Two rare Irish coins from the 1920s smashed their estimations at a recent auction held by international specialists Dix Noonan Webb.
The bronze pieces, designed by Italian sculptor Publio Morbiducci, were created as part of a competition to select the Irish Free State’s new money in 1927.
The pattern Halfcrown featuring a rearing horse was described by the great Irish coin collector and expert Gerard Brady as having “an ageless character and beauty”.
It was estimated at £4,000 to £5,000 but fetched more than twice this amount, selling for £13,200.
The Threepence, which is adorned with a hare, performed equally well, taking £7,200 when it was expected to sell for £2,800 to £3,200.
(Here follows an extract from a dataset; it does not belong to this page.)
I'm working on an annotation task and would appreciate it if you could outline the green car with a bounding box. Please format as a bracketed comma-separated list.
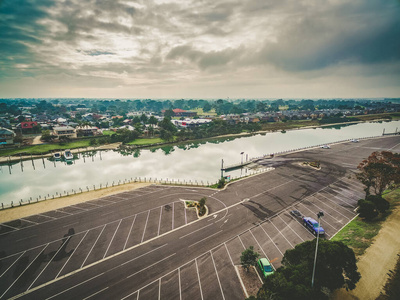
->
[258, 258, 274, 277]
The coins, which, according to the auctioneers, are of “the highest rarity” and boast a “virtually as struck” appearance, were bought by two different private collectors.
Morbiducci gifted the pieces to the vendor’s grandfather in Italy before the Second World War and they were then passed down through the family.
Referring to this style of coin, Mr Brady said that during the 1970s he knew of only one Halfcrown, then in a private collection in Dublin, and four Threepences.
Several British coins produced a strong showing, with one of the principal collections, a set of English hammer coins belonging to a Cambridge scholar, selling for a total of £159,348.